Kemudian, di dekat Dubti: tembok pohon tebu. Berkilo-kilometer irigasi industri. Kanal-kanal. Tanggul-tanggul pengalih aliran air. Ladang-ladang yang sudah diratakan dengan buldoser. Elema kehilangan arah. Malam menyelimuti kami. Sedari tadi, kami dan kedua unta kami hanya berputar-putar saja. “Wow, man!” Elema berseru gusar. “Yang benar saja! Terlalu banyak perubahan!”
Ini adalah pabrik gula Tendaho yang bernilai jutaan dolar, sebuah proyek kerja sama Etiopia-India yang menjadikan Segitiga Afar berkembang pesat. Lima puluh ribu pekerja migran akan segera membanting tulang di sini. Pada saatnya nanti, pabrik itu akan menjadikan Etiopia produsen gula terbesar keenam di dunia. Etiopia pun akan terbebas dari ketergantungannya pada bantuan dari luar negeri.
Tetapi, keuntungan dari kemajuan ekonomi jarang dibagikan secara adil kepada semua pihak yang terlibat. Ada pemenang dan pecundang dalam setiap rencana perbaikan. Di sini, salah satu pecundangnya adalah seorang wanita muda Afar yang cerdas. “Pabrik menggusur kami,” katanya kepada kami seraya melambai ke hamparan pohon tebu. “Kami, orang-orang Afar, memang diberi pekerjaan, tapi yang terkasar. Penjaga malam. Buruh cangkul.”

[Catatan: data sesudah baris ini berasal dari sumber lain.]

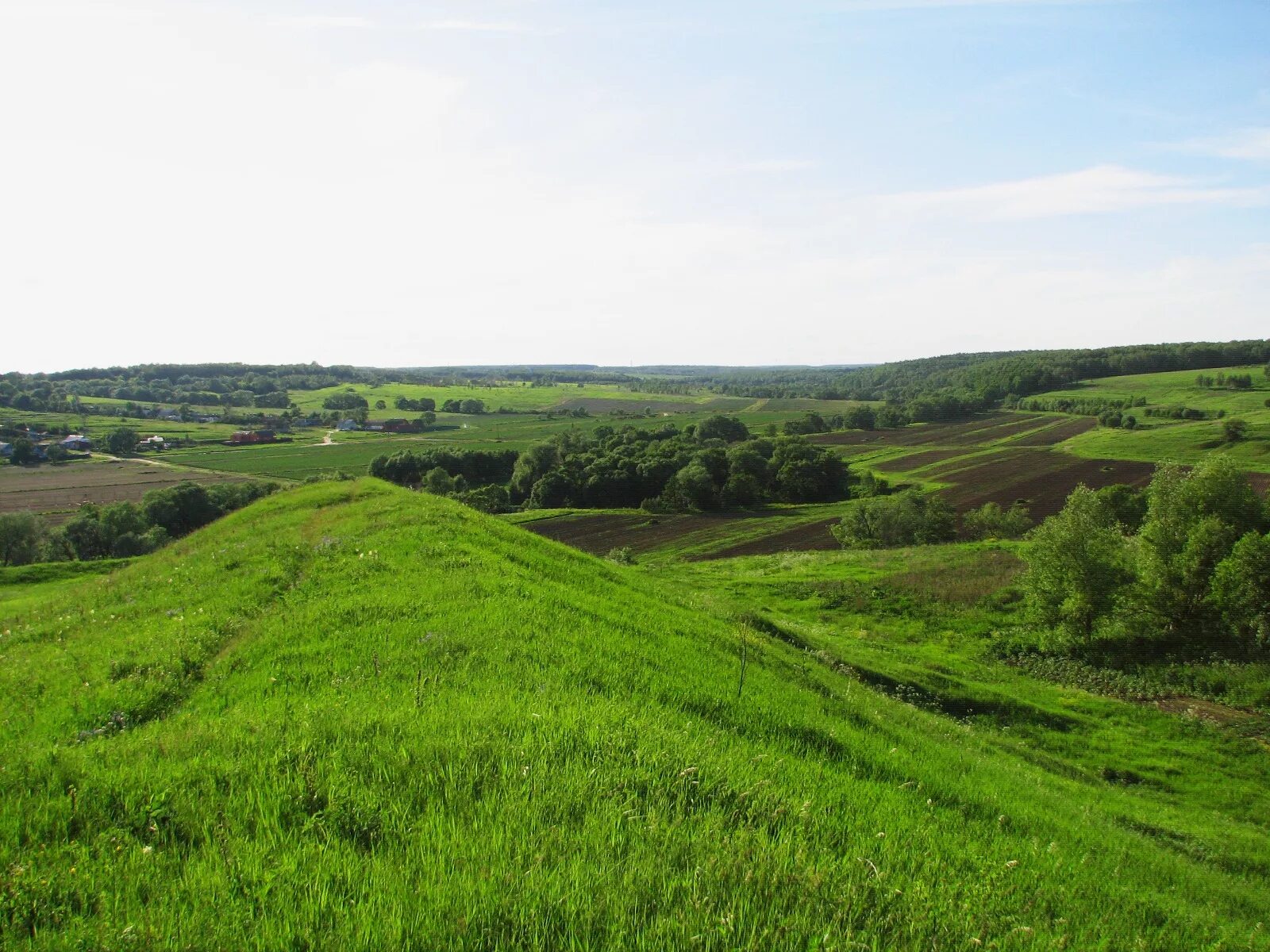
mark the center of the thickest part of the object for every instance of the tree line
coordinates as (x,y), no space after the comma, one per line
(122,530)
(714,465)
(1185,564)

Rata-rata upah di pabrik gula: 200 ribu rupiah per bulan. Kata gadis itu, polisi datang dan mengusir orang-orang Afar yang menolak pindah. Baku tembak terjadi. Darah tumpah dari kedua belah pihak.
Setua apakah kisah ini? Ini adalah salah satu kisah tertua di dunia. Manusia membentuk ulang dunia dalam sebuah siklus perubahan yang mengelupas ingatan bersama lapisan teratas tanah.
Dubti adalah daerah perbatasan yang sibuk dan hijau. Seluruh Etiopia berbondong-bondong mendatanginya, berbekal harapan baru, selera, ambisi, dan masa depan baru—sejarah baru.
!break!
Di dekat perbatasan Etiopia-Jibouti
Kami berkemah di lereng Gunung Fatuma, benteng basalt berpemandangan jalan karavan yang mengarah ke timur menuju kesultanan pantai tua Tadjoura. Negara republik kecil Jibouti membentang di bawah kami: terpanggang matahari, lebih panas dan kering daripada gurun di Etiopia. Di tempat inilah saya berpisah dengan kedua pawang unta Afar dari Herto Bouri.
Elema, Yarri, dan Aidahis telah menyatakan kesiapan mereka untuk terus maju. Tetapi itu mustahil. Mereka tidak memiliki paspor, dokumen, dan pernyataan di atas kertas apa pun tentang identitas mereka.
Seperti apakah rasanya berjalan kaki mengelilingi dunia?